May is the month in which the church honors Mary; by happy coincidence, it is also the month when secular culture honors mothers. According to the Bible, Mary’s role in salvation history is small but mighty. Through the agency of the Holy Spirit, she conceives the Messiah, gives birth to Jesus and raises him to adulthood. She appears at a few key moments in Christ’s ministry—searching frantically for him and finding him teaching in the temple; urging him to assist the hapless hosts at Cana; and, finally, standing vigil beneath the cross. These brief glimpses into the hidden life of Mary suggest that she was an attentive mother, a bit pushy when she needed to be and faithful to her son in his darkest hour.
Admittedly, this isn’t much to go on. It seems that the woman given the title Mother of God might have warranted more space in the Scriptures. The Koran contains more mentions of Mary than the Bible—34 references, listing her genealogy and even depicting her childhood. Perhaps it is this relative lack of information about Mary in Christian tradition that has inspired so many artists over the centuries to fill in the gaps. It is the nature of human beings to try to imagine what they cannot know. Given this paucity of knowledge, painters and poets are free to depict Mary as they choose, so long as their images conform to the few established biblical “facts.” As a result, artists have had a field day with Mary. No woman has been represented more often in painting and sculpture, inspired more music or had more poems penned in an effort to express her unspoken heart.
A new, and highly unorthodox, depiction of Mary has been in the public eye of late, the Irish writer Colm Toíbín’s play “The Testament of Mary.” The one-woman play, first produced in Dublin, was recast as a novella, and has returned to the stage, newly revised for Broadway. I greeted the publication of the novella with enthusiasm and attended the play as soon as I could get a ticket. As a devotee of art and literature, I’ve enjoyed the many versions of Mary I have met on the walls of churches and museums and in the pages of books. Most of those incarnations, especially the more contemporary ones, have emphasized Mary’s humanity over her sanctity, dramatizing the ways in which she is like us ordinary mortals. In Henry Tanner’s arresting painting “The Annunciation,” for instance, we see Mary’s youth and vulnerability. There is fear in her eyes as she regards the intruding angel, shown as an explosion of light. In John Collier’s painting “Pietà,” Mary cradles her dead son, embracing him with both arms and legs in a posture reminiscent of childbirth. Her grief is harrowing. Such depictions of Mary bring her closer to us—and us closer to her. This is especially true for those of us who are mothers, who know what it is to conceive and give birth and fall in utter love with a child.
And here is where Colm Toíbín lost me. Much as I admire his writing, I could not countenance his Mary. It is not Mary’s unorthodoxy that troubles me. Toíbín is trying to deconstruct the images of the passive, bloodless Mary that dominated pietistic art of the 19th and 20th centuries; and I, along with most of his readers, welcome that corrective. What troubles me about his Mary is that she is a coward. After her son is nailed to the cross—a scene de-scribed in agonizing detail—Mary runs away. She runs away because she cannot help him, because she is afraid and (here is the hardest part to swallow) because she wants to save her own skin.

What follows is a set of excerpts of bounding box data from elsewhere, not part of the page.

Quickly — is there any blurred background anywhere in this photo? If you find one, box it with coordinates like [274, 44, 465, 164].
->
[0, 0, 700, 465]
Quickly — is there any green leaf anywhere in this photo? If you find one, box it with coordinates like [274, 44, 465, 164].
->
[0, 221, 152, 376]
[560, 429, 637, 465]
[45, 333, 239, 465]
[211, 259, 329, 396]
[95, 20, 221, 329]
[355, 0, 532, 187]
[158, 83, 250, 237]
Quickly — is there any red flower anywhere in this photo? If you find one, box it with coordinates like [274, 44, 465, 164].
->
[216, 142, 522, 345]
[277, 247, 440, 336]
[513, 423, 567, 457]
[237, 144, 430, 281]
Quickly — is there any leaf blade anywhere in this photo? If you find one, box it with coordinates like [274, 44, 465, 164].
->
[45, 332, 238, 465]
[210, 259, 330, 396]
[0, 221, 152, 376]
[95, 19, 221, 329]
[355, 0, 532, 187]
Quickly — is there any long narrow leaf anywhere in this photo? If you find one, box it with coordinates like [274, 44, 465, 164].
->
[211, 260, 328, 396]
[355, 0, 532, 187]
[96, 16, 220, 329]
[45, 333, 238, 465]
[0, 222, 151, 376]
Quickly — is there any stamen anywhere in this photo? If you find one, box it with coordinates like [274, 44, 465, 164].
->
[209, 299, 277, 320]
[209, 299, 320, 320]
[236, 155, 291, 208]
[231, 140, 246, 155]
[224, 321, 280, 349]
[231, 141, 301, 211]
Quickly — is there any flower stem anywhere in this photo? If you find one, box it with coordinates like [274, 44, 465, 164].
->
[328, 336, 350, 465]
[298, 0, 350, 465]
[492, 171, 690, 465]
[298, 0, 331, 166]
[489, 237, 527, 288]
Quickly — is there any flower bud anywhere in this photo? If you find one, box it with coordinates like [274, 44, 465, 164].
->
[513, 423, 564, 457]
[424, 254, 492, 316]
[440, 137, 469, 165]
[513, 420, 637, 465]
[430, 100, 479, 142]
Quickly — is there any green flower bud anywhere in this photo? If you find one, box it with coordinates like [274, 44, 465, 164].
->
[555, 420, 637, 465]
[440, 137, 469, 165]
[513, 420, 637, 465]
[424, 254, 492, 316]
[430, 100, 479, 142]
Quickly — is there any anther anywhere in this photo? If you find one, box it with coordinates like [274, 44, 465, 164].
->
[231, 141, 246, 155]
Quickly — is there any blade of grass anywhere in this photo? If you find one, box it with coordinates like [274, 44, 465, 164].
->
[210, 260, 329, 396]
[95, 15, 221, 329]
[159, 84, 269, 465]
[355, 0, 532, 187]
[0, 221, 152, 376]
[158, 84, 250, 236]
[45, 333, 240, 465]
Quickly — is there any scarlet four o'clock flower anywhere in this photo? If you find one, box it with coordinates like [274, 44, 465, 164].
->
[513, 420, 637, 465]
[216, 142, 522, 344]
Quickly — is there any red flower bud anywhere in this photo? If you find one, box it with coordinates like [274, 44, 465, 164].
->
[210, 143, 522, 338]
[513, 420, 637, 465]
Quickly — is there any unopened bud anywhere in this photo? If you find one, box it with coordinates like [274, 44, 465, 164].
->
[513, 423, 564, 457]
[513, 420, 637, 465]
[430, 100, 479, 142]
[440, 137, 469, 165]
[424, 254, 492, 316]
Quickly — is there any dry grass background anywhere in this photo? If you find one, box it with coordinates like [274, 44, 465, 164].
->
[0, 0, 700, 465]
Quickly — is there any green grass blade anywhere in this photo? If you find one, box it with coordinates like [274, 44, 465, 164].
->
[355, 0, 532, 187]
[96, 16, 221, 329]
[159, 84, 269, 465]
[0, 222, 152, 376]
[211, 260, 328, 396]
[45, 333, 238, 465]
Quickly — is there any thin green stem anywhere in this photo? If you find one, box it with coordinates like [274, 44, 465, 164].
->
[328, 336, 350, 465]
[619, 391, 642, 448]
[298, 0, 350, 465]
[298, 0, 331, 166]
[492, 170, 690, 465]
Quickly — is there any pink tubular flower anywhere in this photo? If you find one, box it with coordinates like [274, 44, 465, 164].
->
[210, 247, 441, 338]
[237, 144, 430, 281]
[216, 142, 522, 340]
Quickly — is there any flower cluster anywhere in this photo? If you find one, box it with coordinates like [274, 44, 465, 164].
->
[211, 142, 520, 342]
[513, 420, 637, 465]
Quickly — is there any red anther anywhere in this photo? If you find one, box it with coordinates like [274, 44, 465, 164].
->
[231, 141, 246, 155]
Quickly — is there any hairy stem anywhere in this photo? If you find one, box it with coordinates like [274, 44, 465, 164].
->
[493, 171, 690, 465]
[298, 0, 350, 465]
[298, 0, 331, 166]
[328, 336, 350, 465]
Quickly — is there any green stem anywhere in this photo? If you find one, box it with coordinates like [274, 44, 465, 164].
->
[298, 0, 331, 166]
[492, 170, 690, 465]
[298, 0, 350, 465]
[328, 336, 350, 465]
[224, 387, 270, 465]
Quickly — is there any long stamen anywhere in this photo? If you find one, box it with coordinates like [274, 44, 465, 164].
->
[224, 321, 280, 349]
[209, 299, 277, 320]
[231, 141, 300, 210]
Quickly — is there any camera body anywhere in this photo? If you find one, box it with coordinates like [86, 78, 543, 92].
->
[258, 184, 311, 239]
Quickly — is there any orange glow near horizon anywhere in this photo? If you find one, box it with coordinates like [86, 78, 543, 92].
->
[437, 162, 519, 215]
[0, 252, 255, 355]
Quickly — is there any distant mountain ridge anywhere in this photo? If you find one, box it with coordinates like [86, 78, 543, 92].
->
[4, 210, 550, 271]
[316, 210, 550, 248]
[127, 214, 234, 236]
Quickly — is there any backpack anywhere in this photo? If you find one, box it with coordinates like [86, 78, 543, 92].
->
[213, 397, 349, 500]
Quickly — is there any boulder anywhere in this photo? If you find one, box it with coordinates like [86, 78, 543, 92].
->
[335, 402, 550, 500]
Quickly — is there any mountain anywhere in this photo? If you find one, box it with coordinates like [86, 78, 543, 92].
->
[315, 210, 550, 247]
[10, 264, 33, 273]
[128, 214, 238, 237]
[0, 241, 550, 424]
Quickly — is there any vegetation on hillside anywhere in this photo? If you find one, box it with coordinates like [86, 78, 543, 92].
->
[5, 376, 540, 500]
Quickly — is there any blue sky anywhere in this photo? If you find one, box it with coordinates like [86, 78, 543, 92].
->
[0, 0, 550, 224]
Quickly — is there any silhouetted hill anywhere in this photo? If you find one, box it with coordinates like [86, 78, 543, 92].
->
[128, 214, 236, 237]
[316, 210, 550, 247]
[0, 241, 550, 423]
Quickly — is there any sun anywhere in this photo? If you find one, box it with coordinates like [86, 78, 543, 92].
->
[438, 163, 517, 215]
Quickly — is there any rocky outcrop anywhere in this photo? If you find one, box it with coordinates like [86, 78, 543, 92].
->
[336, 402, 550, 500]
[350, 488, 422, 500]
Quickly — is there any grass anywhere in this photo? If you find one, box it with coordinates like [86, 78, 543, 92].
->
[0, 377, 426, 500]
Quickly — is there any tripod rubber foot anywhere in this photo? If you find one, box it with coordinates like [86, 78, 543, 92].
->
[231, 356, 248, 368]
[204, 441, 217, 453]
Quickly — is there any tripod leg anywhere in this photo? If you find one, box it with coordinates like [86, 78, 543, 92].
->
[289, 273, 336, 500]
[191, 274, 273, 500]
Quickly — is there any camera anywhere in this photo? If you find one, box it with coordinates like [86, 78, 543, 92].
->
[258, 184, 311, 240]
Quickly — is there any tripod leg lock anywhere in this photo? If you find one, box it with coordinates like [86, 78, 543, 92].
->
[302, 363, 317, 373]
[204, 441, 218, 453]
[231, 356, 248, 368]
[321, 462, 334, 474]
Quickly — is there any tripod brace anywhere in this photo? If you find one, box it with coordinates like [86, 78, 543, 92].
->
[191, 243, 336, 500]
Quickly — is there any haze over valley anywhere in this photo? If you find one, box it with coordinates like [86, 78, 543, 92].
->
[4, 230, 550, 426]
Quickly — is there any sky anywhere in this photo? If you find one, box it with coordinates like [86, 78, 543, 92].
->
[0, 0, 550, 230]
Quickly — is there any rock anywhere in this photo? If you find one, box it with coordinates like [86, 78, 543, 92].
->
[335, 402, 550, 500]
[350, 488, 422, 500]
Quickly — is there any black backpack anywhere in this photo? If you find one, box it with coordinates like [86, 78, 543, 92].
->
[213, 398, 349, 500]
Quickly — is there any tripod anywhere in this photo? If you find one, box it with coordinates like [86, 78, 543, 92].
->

Toíbín sins here against Scripture and tradition, yes, but also against the more universal code of Motherlove—that irresistible compulsion that drives a mother to protect her child at any cost. Motherlove is the deep knowledge that you would stand between a killer and your child and take a bullet in the face, that you would dive in front of a runaway train to shove your child off the track, that you would part with your own heart if your child needed it and that you would do this gladly. The inventions of tradition and bad art have provided us with too many impossible Marys who bear no relation to us. Do we need another? Toíbín denies Mary what makes her most human, sinning at last against the law of verisimilitude, and giving us one more Mary we cannot believe in.